America is bordering on a water infrastructure crisis

The water purification problem is compounded even more because drinking water also is contaminated daily by industry, antiquated lead pipe delivery systems, and weakening government oversight. An estimated 105 million people receive water from public water systems that use groundwater, and one federal agency proclaims that an estimated 22 percent of public wells for those systems have one or more contaminants at unsafe levels for human health.

There is no disagreement — water is a precious asset. Without water, there is no path to survival or sustainability on the planet. Cities, counties, states, industries, trees, plants, crops, animals, and individuals cannot survive without adequate water resources. In America’s overall drive to sustainability, water is one of the most critical components. Yet, America’s water infrastructure is in significant disrepair. Because it has been ignored for so long, some warn that America is entirely too vulnerable.

Although the average American is using less water, population growth has increased demand and many regions are ill-prepared to meet projected increases in water needs. The amount of available water, however, is only one part of the country’s water infrastructure problem. A rarely discussed issue is the dangers related to water contamination.

America’s drinking water infrastructure consists of approximately 2.2 million miles of underground pipes that were designed decades ago to deliver clean and safe water to millions of people. Unfortunately, that type of delivery is no longer possible in some parts of the country. Very few citizens and taxpayers focus on that because there is little attention on reports that outline clean water infractions in their home regions. Government regulations require water testing and reporting, but too few Americans see the results of testing. Recently, the U.S. received a C- in the drinking-water category of the most recent report card from the American Society for Civil Engineers (ASCE) – 2021.

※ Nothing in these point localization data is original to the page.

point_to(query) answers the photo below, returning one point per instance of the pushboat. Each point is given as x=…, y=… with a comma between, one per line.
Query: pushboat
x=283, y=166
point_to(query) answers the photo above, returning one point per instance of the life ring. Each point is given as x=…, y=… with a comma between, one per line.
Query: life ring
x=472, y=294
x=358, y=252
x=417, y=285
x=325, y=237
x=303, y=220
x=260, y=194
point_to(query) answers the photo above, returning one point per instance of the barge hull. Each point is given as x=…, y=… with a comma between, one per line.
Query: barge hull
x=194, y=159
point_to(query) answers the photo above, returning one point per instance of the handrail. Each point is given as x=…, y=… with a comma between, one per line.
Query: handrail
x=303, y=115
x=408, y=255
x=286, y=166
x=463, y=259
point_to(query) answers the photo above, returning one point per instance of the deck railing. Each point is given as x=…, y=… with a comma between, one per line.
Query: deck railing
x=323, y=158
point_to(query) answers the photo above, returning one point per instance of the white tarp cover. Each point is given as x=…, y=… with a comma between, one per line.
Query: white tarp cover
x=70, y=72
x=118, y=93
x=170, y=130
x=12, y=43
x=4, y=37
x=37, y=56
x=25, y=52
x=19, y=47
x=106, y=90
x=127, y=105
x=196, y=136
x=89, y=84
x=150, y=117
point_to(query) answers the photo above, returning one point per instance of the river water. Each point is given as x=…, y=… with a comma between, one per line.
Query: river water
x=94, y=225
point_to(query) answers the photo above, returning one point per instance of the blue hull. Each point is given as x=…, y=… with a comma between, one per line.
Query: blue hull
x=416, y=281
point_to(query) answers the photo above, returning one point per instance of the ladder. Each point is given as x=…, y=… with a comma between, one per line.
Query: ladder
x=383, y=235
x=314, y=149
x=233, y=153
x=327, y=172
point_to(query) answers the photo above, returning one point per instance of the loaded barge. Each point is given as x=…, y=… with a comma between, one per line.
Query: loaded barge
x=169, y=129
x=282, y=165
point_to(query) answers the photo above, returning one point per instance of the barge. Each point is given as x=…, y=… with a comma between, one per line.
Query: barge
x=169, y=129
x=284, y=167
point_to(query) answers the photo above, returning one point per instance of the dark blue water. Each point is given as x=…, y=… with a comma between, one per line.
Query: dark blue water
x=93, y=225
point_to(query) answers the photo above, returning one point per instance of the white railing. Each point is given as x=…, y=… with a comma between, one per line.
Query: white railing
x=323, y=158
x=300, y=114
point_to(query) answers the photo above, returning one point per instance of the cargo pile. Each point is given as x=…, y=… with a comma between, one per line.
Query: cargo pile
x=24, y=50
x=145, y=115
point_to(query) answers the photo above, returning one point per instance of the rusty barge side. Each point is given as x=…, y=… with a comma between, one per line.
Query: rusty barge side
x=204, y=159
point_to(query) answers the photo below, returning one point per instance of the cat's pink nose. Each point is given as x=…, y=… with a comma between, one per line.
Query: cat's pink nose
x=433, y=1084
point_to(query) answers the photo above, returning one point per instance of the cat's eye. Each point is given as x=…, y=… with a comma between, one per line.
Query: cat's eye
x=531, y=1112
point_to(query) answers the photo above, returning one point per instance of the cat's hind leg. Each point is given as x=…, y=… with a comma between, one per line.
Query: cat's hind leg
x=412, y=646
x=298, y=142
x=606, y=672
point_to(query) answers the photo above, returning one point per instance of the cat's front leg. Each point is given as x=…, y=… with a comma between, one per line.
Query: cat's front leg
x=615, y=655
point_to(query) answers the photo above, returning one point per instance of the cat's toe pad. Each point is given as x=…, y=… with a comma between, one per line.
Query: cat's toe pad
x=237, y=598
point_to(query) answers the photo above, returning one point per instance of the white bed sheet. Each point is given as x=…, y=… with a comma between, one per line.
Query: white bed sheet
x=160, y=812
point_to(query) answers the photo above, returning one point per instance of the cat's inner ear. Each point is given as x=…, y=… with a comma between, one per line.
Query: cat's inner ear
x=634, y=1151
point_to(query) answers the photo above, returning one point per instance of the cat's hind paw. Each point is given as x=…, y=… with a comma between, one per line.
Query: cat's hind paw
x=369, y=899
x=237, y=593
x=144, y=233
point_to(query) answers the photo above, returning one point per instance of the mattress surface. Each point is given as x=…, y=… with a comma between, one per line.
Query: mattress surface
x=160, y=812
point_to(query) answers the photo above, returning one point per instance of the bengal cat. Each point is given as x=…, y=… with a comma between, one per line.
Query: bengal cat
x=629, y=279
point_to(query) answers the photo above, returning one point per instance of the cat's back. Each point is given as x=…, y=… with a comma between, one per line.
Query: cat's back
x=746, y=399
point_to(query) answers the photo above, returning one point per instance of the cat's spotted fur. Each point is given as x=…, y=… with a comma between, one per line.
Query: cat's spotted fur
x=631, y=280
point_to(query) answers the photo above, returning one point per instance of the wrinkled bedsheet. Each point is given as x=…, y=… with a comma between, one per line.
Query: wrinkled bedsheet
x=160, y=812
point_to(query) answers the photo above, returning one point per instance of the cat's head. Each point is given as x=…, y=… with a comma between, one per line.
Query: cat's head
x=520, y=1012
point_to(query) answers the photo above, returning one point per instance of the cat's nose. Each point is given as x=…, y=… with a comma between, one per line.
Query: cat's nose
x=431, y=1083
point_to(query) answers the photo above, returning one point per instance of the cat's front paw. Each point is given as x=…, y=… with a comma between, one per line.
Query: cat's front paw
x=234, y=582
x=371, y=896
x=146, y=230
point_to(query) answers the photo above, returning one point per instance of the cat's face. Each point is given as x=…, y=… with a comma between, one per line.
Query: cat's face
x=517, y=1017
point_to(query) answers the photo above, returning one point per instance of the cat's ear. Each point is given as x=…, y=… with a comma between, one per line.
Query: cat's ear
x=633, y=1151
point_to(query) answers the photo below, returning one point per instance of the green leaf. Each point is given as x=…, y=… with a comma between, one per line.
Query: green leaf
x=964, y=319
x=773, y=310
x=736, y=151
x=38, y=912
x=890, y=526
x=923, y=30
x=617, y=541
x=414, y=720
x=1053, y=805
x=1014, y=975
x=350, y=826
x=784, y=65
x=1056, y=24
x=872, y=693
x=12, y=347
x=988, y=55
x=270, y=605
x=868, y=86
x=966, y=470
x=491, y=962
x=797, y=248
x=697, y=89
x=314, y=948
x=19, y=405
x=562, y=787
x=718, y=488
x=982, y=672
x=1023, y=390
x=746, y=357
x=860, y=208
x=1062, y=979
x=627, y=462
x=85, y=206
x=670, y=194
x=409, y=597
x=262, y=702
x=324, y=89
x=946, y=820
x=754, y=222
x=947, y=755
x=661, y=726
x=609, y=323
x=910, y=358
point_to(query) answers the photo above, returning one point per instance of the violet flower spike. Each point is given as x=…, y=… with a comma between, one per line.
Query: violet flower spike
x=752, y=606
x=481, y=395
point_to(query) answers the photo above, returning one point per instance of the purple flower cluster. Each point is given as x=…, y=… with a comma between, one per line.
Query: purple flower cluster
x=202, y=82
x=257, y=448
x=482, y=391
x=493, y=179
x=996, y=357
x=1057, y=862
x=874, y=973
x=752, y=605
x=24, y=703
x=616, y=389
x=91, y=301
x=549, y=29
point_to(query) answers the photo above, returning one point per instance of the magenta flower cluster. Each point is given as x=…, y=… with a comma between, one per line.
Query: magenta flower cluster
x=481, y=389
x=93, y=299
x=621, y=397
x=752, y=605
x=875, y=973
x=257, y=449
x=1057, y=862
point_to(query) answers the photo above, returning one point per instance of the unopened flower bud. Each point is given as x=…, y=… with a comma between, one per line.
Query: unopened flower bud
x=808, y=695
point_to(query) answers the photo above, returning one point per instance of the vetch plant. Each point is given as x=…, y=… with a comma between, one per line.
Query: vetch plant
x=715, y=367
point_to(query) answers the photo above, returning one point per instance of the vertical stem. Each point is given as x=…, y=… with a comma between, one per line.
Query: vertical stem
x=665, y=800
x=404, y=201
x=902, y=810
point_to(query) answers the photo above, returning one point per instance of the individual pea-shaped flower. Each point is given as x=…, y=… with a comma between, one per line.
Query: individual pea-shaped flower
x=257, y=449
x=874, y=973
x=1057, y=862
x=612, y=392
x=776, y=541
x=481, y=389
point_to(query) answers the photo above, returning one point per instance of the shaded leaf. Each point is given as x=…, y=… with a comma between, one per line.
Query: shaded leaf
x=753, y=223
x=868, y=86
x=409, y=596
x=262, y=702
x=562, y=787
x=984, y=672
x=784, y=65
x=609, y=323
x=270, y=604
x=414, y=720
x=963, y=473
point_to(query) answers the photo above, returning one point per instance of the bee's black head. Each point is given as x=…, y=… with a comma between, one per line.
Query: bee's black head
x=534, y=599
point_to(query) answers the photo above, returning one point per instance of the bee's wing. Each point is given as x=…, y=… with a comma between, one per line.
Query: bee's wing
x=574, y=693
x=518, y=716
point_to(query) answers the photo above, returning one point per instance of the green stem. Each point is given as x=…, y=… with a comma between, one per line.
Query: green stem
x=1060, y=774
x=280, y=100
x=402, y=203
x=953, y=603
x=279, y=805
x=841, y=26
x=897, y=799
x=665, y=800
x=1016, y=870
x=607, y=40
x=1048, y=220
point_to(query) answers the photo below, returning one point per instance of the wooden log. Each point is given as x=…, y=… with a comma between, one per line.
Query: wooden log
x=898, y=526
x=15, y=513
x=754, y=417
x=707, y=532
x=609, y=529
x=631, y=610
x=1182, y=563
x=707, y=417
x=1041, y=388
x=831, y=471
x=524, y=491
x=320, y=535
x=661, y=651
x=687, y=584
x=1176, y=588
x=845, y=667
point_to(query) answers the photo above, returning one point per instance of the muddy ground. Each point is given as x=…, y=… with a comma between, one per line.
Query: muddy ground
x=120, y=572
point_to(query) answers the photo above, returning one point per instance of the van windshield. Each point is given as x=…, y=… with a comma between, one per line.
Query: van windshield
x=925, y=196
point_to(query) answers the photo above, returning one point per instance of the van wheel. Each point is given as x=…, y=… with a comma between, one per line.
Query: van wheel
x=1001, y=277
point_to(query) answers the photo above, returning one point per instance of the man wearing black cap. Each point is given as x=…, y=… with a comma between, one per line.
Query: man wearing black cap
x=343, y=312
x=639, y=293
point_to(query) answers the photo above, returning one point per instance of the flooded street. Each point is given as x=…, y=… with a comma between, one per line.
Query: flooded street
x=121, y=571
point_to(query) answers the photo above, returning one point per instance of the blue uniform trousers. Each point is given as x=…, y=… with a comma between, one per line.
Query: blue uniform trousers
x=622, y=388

ASCE estimates approximately 240,000 water main breaks occur each year, creating a loss of more than 2 trillion gallons of treated drinking water annually. Additionally, a water main somewhere in the U.S. breaks every two minutes resulting in another 6 billion gallons of treated water lost every day across the nation. Finally, the Environmental Protection Agency (EPA) estimates that between 23,000 and 75,000 sanitary sewer overflow events occur each year. The sewer overflows create extremely costly and sometimes dangerous water issues.

The water purification problem is compounded even more because drinking water also is contaminated daily by industry, antiquated lead pipe delivery systems, and weakening government oversight.

Most citizens remember the shock and atrocity of the Flint, Michigan, water crisis of 2015, but few realize that during that same time water health standards were violated by other U.S. water systems serving more than 21 million people. In 2019, more than 30 million Americans lived in areas where water systems could not meet water safety standards.